Various genetic markers have been exploited for fingerprinting the Mycobacterium tuberculosis complex (MTBC) in molecular epidemiological studies, mainly through identifying restriction fragment length polymorphisms (RFLP). In large-scale studies, RFLP typing has practical processing and analysis limitations; therefore, attempts have been made to move towards PCR-based typing techniques. Spoligotyping (spacer oligotyping) and, more recently, variable-number tandem repeat (VNTR) typing have provided PCR-derived typing techniques. This study describes the identification and characterization of novel VNTR loci, consisting of tandem repeats in the size range of 53 to 59 bp in the MTBC, and their assessment as typing tools in 47 Mycobacterium bovis field isolates and nine MTBC strains. Spoligotyping and the previously described set of exact tandem repeats (ETRs) (R. Frothingham and W. A. Meeker-O'Connell, Microbiology 144:1189-1196, 1998) were also applied to the same panel of isolates.
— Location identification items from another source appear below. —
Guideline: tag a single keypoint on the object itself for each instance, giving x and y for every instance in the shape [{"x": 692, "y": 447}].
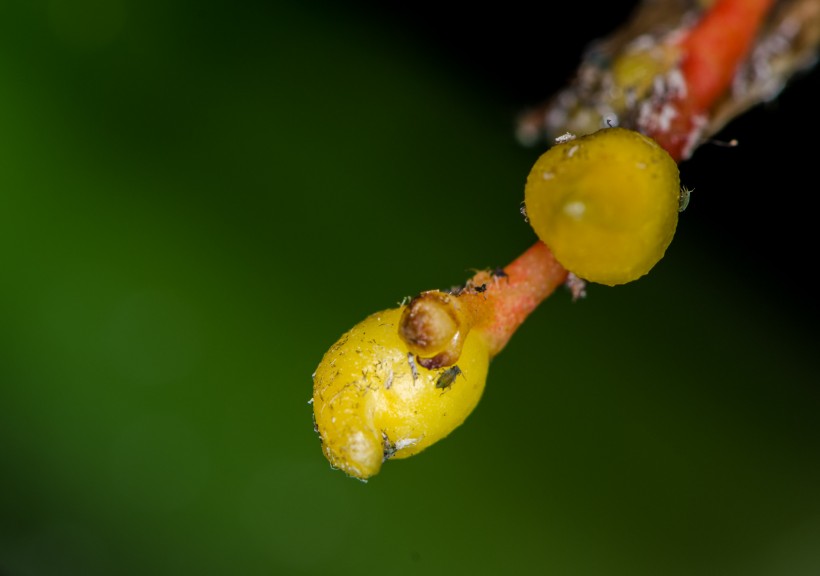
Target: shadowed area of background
[{"x": 196, "y": 200}]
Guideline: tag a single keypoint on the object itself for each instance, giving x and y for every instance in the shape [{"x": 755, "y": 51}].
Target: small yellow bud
[
  {"x": 373, "y": 401},
  {"x": 606, "y": 204}
]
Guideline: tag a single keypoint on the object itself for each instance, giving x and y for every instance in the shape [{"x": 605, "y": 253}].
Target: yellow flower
[
  {"x": 373, "y": 400},
  {"x": 606, "y": 204}
]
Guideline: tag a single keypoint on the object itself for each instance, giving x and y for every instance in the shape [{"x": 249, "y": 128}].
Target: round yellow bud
[
  {"x": 606, "y": 204},
  {"x": 373, "y": 401}
]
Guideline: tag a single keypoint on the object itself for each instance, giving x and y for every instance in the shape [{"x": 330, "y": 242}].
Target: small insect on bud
[
  {"x": 446, "y": 379},
  {"x": 433, "y": 328}
]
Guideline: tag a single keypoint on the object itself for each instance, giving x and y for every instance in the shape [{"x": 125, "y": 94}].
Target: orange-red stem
[{"x": 712, "y": 51}]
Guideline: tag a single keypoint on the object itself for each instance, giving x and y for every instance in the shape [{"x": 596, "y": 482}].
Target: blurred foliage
[{"x": 197, "y": 199}]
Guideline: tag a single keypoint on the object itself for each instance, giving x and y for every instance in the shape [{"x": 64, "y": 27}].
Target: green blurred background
[{"x": 197, "y": 199}]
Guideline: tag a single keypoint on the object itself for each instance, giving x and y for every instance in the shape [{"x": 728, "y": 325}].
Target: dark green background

The allelic diversity of the individual VNTR loci was calculated, and a comparison of the novel VNTRs was made against the results obtained by spoligotyping and the existing set of ETRs. Eleven unique spoligotypes were discriminated in the panel of 47 M. bovis isolates. Greater resolution was obtained through the combination of the most-discriminating VNTRs from both sets. Considerable discrimination was achieved, with the 47 M. bovis isolates resolved into 14 unique profiles, while all nine MTBC isolates were uniquely differentiated. The novel VNTR markers described increased the discrimination possible in strain typing of M. bovis, with the added benefit of an intuitive digital nomenclature, with the allele copy number of the individual VNTRs providing a profile. VNTR typing was shown to be a valuable technique with great potential for further development and application to epidemiological tracing of tuberculosis transmissions.

Discrimination of Mycobacterium tuberculosis complex bacteria using novel VNTR-PCR targets.

The lack of a convenient high-resolution strain-typing method has hampered the application of molecular epidemiology to the surveillance of bacteria of the Mycobacterium tuberculosis complex, particularly the monitoring of strains of Mycobacterium bovis. With the recent availability of genome sequences for strains of the M. tuberculosis complex, novel PCR-based M. tuberculosis-typing methods have been developed, which target the variable-number tandem repeats (VNTRs) of minisatellite-like mycobacterial interspersed repetitive units (MIRUs), or exact tandem repeats (ETRs). This paper describes the identification of seven VNTR loci in M. tuberculosis H37Rv, the copy number of which varies in other strains of the M. tuberculosis complex. Six of these VNTRs were applied to a panel of 100 different M. bovis isolates, and their discrimination and correlation with spoligotyping and an established set of ETRs were assessed. The number of alleles varied from three to seven at the novel VNTR loci, which differed markedly in their discrimination index. There was positive correlation between spoligotyping, ETR- and VNTR-typing. VNTR-PCR discriminates well between M. bovis strains. Thirty-three allele profiles were identified by the novel VNTRs, 22 for the ETRs and 29 for spoligotyping. When VNTR- and ETR-typing results were combined, a total of 51 different profiles were identified. Digital nomenclature and databasing were intuitive. VNTRs were located both in intergenic regions and annotated ORFs, including PPE (novel glycine-asparigine-rich) proteins, a proposed source of antigenic variation, where VNTRs potentially code repeating amino acid motifs. VNTR-PCR is a valuable tool for strain typing and for the study of the global molecular epidemiology of the M. tuberculosis complex. The novel VNTR targets identified in this study should additionally increase the power of this approach.